Evolution of the S\'ersic Index up to z=2.5 from JWST and HST

TL;DR

This study investigates how the Sérsic index, a measure of galaxy light profiles, evolves with redshift up to 2.5 using JWST and HST data, revealing dependencies on galaxy mass, star formation, and wavelength.

Contribution

It provides the first extensive measurement of rest-frame near-IR Sérsic indices for about 15,000 galaxies across redshifts 0.5 to 2.5, highlighting their evolution and relation to galaxy properties.

Findings

High-mass galaxies show increasing Sérsic index at z<1.

Star-forming galaxies have lower optical than near-IR Sérsic indices at z>1.

Near-IR Sérsic index varies strongly with star formation activity at z>1.

Abstract

The James Webb Space Telescope (JWST) is unveiling the rest-frame near-IR structure of galaxies.
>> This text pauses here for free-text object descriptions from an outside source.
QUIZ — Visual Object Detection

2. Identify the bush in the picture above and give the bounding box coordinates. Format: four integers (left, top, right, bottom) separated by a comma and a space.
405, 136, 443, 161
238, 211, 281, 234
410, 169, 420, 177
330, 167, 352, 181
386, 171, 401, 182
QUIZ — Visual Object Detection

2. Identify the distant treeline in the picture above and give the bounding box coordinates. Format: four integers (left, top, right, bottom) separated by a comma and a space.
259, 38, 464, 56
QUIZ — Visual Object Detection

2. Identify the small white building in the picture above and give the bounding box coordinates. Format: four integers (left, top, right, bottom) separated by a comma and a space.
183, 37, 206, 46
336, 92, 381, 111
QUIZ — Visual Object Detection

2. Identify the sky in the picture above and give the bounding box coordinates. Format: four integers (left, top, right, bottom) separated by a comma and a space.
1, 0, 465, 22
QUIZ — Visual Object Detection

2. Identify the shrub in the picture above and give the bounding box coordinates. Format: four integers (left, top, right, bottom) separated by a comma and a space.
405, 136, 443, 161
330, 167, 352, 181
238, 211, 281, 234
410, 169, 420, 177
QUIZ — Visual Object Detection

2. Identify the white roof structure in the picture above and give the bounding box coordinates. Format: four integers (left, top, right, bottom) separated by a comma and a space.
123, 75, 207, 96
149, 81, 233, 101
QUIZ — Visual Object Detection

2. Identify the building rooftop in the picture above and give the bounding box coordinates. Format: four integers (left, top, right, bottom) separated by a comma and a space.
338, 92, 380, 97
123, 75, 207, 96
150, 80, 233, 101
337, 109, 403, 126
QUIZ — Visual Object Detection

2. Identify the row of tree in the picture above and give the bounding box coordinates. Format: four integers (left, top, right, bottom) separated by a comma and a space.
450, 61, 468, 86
We measure the evolution with redshift of the rest-frame optical and near-IR S\'ersic index ($n$), and examine the dependence on stellar mass and star-formation activity across the redshift range $0.5\leq z\leq2.5$. We infer rest-frame near-IR S\'ersic profiles for $\approx 15.000$ galaxies in publicly available NIRCam imaging mosaics from the COSMOS-Web and PRIMER surveys. We augment these with rest-frame optical S\'ersic indices, previously measured from HST imaging mosaics. The median S\'ersic index evolves slowly or not at all with redshift, except for very high-mass galaxies ($M_\star > 10^{11}~{\text{M}}_\odot$), which show an increase from $n\approx 2.5$ to $n\approx 4$ at $z<1$. High-mass galaxies have higher $n$ than lower-mass galaxies ($M_\star=10^{9.5}~{\text{M}}_\odot$) at all redshifts, with a stronger dependence in the rest-frame near-IR than in the rest-frame optical at $z>1$. This wavelength dependence is caused by star-forming galaxies that have lower optical than near-IR $n$ at z>1 (but not at z<1). Both at optical and near-IR wavelengths, star-forming galaxies have lower $n$ than quiescent galaxies, fortifying the connection between star-formation activity and radial stellar mass distribution. At $z>1$ the median near-IR $n$ varies strongly with star formation activity, but not with stellar mass. The scatter in near-IR $n$ is higher in the green valley (0.25 dex) than on the star-forming sequence and among quiescent galaxies (0.18 dex) -- this trend is not seen in the optical because dust and young stars contribute to the variety in optical light profiles. Our newly measured rest-frame near-IR radial light profiles motivate future comparisons with radial stellar mass profiles of simulated galaxies as a stringent constraint on processes that govern galaxy formation.